The man is talking back. He seems pretty relaxed.
Amy can’t hear anything either of them is saying.
She wishes she could. She wonders where they’re heading. Her mind wanders in a million bad directions: drug deal, shakedown, secret whorehouse, to beat the hell out of some poor working stiff who owes on a debt.
They stop in their tracks. So does Amy, crouching down behind a Nissan Maxima with a birdshit-splattered windshield. Vincent’s getting louder. She hears the word mother. The two of them are facing each other now. Toe to toe. She can sort of see the other man’s profile behind the curved edge of his hood. He has a long nose and a square chin. The guy Vincent was with earlier, she only saw straight on. She didn’t really take note of his features, more what he was wearing. Those basketball shorts and flip-flops.

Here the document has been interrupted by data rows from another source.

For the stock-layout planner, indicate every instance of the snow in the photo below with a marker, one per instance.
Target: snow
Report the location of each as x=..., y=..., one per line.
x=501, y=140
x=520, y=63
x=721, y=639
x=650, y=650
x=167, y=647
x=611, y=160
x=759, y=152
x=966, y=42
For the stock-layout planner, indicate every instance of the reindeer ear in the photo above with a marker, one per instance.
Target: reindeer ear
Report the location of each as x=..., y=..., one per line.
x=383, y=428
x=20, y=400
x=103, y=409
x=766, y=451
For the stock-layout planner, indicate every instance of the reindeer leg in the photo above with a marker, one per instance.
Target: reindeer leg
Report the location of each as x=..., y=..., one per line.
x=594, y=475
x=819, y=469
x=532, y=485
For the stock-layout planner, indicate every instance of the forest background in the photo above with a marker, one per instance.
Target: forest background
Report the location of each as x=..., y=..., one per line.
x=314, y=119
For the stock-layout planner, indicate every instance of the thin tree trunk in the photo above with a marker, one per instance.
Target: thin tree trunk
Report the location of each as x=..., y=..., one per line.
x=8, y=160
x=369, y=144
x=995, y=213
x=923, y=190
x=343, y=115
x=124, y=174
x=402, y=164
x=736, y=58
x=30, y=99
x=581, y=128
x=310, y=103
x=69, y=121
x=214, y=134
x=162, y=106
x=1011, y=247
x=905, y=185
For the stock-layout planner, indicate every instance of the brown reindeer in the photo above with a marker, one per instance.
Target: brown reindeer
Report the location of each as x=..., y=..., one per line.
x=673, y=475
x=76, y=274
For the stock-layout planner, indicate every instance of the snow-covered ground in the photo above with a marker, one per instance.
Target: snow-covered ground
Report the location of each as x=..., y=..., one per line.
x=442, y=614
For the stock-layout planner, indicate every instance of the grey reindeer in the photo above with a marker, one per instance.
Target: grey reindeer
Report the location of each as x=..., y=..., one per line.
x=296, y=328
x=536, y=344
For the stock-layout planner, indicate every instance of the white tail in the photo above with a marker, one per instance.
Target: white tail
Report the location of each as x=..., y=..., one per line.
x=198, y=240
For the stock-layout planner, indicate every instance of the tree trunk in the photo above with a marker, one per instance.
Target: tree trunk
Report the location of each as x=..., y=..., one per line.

His easy slouch on the bench.
Vincent throws out his arms and pushes the man.
The man folds back, hitting the side of a parked car with a thud. He comes up with a knife in his hand. Amy only sees it at first because of a glint on the knife from the streetlamp over them. It’s a short, stubby blade. She can’t make out much else from her position.
Amy ducks lower, covering her mouth, not wanting to make a noise. If something happens, she doesn’t want the man to know she’s here. She makes a noise, and he’ll come after her. She wonders if other people are witnessing this from their windows. It’s probably just a show of force, of dominance. Alpha male bullshit. Nothing will happen.
But the man lunges at Vincent and stabs him in the throat. Vincent is too slow to get his arms up to block the attack. Amy hears a wet sound, Vincent coughing. He puts his hands over his neck as if he’s trying to hold something in, and then he crumples to the sidewalk behind a car and out of her view. The man, without hesitation, bolts away up the block, charging into the middle of the street, looking back once, and then making a quick right onto Highlawn Avenue. The sound of his boots on the pavement is terrible.
Amy rises to her feet and peers over the hood of the Maxima. She still can’t see Vincent. She crosses the street, twisting her head around to see if anyone else has witnessed this. She should take out her phone and call 911. She doesn’t. It’s as if she’s looking out the window at Bob Tully again. She had thought Vincent looked like Bob Tully, but now she’s realizing that Vincent looks like the unknown man Bob Tully strangled. She’s got to stay quiet.
She walks up to Vincent. He’s on his side, close to the curb, knife still in his neck. Blood spreading out neatly under him. His eyes bulging. His mouth open in the shape of desperate silence. Blood fountaining from his lips, between his fingers. He manages to yank the knife from his throat—the worst move. A thick cord of blood gushes from his neck, his hands finding few things to do now.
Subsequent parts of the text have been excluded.